Health care providers must determine if a patient understands the diagnosis and recommendations if interventions are to work. A patient who’s anxious or in pain may not be able to listen and understand. The same is true for a family that’s exhausted, Supiano said. 

But the task most important to improve outcomes is keeping the patient’s goals at the center of his or her care. It boils down to what matters most to the patient and how providers and others can help reach whatever the end goal is, usually one step at a time, she said.

A dying patient might want to make it to a granddaughter’s graduation at the end of summer or visit a favorite place once more. “We would start developing psychosocial interventions that optimize health behaviors and help them reach that goal,” she said.

Changing health behavior and improving outcomes works best when it’s active, not passive like a doctor saying, “Matt, you need to lose 50 pounds,” Supiano and Smith both said.

“We have to start where the patient is,” said Supiano.

An adult daughter might predict that “it would kill my mother if she had to go into a skilled nursing home.” But Supiano said the mother might say, “If I can get physical therapy twice a day there instead of once a day, then I can recuperate faster and I would agree to that.” 

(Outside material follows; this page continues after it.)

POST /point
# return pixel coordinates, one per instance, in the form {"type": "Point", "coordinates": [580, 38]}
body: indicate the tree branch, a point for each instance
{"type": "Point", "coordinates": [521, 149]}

She said that time spent up front on psychosocial considerations saves time and money in the long-term, while improving patient outcomes.

Hospitals, clinics and individual practitioners may need to formalize policies, then put them into practice. The BYU research team, which included about 20 students who worked for multiple years on the study, said medical practices and facilities should be more family- and caregiver-friendly. Some may need to improve how they train staff in social, emotional and behavioral considerations, integrating aspects in pretreatment planning, follow-up and rehabilitation. 

While response to a diagnosis varies, patients do have higher rates of depression and anxiety than the general population, which can hamper treatment decision-making.

Smith said he hopes that health care providers all learn to routinely listen to patient concerns, help reduce stigma and ask for help if they have barriers that might keep them from following treatment plans.